Después me enamoré de un saxo tenor:
- Papá, quiero un saxofón, como ese, como el que suena en tus discos. A ti te gusta, ¿no?
- Es bonito, sí. Pero es caro, hijo. Ahora no se puede.
- Ah, pero esa batería es más barata. La batería entonces, ¿sí?
- ¡Noooo no no! Ya te dije.

Mis papás en realidad querían complacerme, pero reconozco que los juguetes que me atraían eran algo suntuosos. A mí sólo me quedaba insistir y repetir que las 25 teclas de mi organito ya no me bastaban. Luego entré a estudiar en el conservatorio y muchos en mi clase tenían pianos o guitarras eléctricas. Yo necesitaba mi "lápiz".

Ahí apareció la guitarra que mi abuelo paterno había hecho con sus propias manos en su humilde carpintería. A él lo apasionaba escribir y cantar sus canciones, que grababa en discos de acetato o interpretaba en la radio cuando mucho de la música que por ahí sonaba era en vivo. Mi papá me enseñó a arpegiar mis primeros acordes. Pero la guitarra era una reliquia de familia y yo sólo podía usarla con supervisión. No era mía en realidad.
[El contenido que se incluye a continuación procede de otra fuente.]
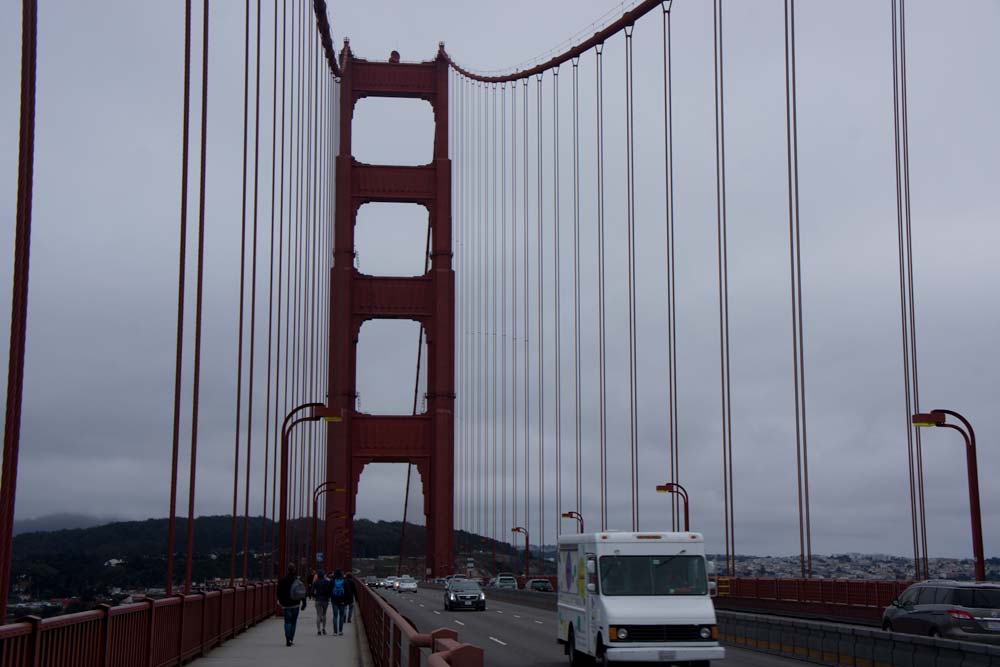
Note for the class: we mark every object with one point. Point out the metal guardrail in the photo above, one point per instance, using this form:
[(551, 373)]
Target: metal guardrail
[(394, 642), (837, 644), (152, 633), (850, 600)]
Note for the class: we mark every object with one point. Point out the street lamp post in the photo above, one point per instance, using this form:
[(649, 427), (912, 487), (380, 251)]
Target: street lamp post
[(938, 418), (325, 487), (574, 515), (673, 487), (317, 411), (527, 551)]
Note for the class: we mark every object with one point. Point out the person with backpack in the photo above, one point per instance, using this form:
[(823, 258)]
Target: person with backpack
[(338, 600), (350, 596), (291, 594), (321, 590)]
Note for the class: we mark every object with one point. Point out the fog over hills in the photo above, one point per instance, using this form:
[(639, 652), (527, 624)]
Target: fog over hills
[(62, 521)]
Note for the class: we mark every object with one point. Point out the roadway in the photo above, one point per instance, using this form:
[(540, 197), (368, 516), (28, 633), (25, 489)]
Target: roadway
[(513, 635)]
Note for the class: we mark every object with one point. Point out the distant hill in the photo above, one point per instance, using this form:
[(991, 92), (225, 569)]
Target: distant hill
[(88, 562), (62, 521)]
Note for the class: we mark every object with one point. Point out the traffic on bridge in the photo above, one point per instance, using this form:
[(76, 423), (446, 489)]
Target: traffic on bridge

Al cumplir 14 años, me sorprendieron. Llegué de clases y ahí en la sala estaba con un gran lazote un órgano eléctrico Yamaha con 61 teclas, todas para mí, y ¡hasta con un banquito para sentarme! Fue cuando me desaté. Escribía una canción a diario y mis sueños excedían la capacidad de mis recursos.

Pero mi nuevo órgano no era portátil y yo quería tocar en un grupo, ser un poco más como Lennon. Unos amigos pudientes que tenían todo tipo de instrumentos me invitaron a su banda ¡como baterista! Y yo feliz, pero sólo las baquetas eran mías. Quería algo propio que pudiera llevar a todas partes y no quería depender de que alguien me lo comprara. Así que comencé a ahorrar todas mis mesadas (que en realidad era dinero de mis padres) y al año me compré mi primera guitarra eléctrica (que, a decir verdad, me compró mi papá al ver mi intención, porque el dinero sólo me alcanzaba para el amplificador).
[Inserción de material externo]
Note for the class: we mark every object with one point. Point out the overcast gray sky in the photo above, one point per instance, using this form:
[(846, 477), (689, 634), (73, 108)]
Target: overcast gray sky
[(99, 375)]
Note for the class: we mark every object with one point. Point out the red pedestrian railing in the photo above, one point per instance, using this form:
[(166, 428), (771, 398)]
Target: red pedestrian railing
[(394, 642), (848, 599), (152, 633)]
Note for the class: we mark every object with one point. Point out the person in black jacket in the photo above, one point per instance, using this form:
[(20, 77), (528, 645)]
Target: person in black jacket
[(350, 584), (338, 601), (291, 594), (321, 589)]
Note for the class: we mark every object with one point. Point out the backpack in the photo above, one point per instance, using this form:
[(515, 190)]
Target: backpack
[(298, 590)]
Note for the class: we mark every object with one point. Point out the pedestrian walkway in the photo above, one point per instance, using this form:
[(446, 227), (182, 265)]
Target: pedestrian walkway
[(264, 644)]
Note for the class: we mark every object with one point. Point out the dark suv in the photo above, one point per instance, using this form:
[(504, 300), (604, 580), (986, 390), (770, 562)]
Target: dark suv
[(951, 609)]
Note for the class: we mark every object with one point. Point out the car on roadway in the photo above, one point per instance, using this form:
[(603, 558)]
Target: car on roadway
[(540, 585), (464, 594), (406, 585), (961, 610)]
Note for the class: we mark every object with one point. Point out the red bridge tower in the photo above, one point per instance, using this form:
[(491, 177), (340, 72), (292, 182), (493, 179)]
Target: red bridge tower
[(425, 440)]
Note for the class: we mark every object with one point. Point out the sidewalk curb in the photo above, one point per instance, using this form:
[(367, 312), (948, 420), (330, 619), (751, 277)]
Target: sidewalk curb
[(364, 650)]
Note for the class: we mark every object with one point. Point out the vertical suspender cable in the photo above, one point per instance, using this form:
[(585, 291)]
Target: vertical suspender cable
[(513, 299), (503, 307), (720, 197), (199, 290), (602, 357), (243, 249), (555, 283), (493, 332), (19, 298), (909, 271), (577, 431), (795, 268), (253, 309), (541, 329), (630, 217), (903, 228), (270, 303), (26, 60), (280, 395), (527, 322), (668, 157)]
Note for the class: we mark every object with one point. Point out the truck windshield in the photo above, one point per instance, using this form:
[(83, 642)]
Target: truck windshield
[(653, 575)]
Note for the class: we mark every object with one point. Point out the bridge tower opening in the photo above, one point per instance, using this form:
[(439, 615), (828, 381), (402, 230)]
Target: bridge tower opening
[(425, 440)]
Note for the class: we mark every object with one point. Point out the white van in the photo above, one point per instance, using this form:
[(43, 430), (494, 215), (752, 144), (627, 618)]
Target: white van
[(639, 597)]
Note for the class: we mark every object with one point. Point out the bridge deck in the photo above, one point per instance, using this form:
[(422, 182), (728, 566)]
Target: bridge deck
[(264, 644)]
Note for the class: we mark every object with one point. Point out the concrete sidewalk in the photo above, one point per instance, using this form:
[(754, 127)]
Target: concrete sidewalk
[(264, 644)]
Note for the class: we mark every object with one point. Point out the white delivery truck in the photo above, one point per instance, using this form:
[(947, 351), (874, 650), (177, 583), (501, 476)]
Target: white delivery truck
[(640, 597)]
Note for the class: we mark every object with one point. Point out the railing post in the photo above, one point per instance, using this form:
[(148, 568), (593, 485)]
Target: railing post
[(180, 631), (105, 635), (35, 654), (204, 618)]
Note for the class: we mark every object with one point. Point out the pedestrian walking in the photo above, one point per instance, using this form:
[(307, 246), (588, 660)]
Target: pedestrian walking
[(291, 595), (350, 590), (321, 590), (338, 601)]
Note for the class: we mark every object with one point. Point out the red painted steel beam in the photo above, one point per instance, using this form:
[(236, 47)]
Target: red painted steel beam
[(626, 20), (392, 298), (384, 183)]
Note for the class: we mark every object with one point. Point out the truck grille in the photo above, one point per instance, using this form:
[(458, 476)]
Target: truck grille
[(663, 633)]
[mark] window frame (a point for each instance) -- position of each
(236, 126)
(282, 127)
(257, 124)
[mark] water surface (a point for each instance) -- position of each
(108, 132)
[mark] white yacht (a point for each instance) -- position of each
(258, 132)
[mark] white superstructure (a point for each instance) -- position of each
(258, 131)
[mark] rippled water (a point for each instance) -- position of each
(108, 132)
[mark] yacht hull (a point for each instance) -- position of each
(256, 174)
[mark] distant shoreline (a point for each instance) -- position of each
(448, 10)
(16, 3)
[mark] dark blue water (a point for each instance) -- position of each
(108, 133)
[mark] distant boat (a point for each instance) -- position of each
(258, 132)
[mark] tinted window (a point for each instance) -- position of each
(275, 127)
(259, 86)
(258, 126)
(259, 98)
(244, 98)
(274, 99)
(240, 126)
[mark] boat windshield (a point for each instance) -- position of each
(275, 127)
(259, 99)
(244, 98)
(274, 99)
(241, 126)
La guitarra desapareció a los dos años, en unos de esos momentos caóticos en que corren equipos de una tarima a una camioneta de transporte. Me tocó entonces volver a mi órgano casero para expresar mi musicalidad. Y creo que este hecho fue el que definitivamente me llevó a trabajar principalmente con los teclados, instrumentos que eran siempre más costosos y que yo siempre pedía prestados para poder tocar con alguien más.

Uno de esos sintetizadores que años después logré comprar con mi propio dinero me lo robaron a punta de pistola anoche, y en este momento en que al fin asimilo que mi vida corrió peligro y que perdí a lo que podría llamar un amigo íntimo que me traducía sentimientos en notas musicales, me recuerdo de niño viendo los pianos en la vidriera de aquella tienda y entiendo que todo músico tiene una relación de amor con su instrumento. Ahora entiendo más esa locura mía de ponerles nombres a mis teclados y siento la pérdida como cuando lloré desconsolado ante mi muñequito preferido de la infancia por haber perdido un bracito. Hoy pienso en mi existencia y en el valor sentimental que puede dársele a algo material y sólo puedo agradecer la posibilidad que siempre he tenido de hacer música, aun cuando no tuviera mi propias herramientas; y esperar que Nepomuceno, el sintetizador robado (¡no se rían!) (bueno, sí, ríanse; es cómico el nombre) quede en manos de alguien que lo necesite como yo lo necesité.

Ahora, como tributo melodramático a mi teclado favorito, véanse el video de Grito y silencio, donde suena el último solo que grabé con él (de hecho, es el instrumento que sale en pantalla). Por cierto, hace tiempo prometí hablar de la producción de este video, pero luego pensé que sería redundar en algo que el mismo deja ver con facilidad. Se me cuidan.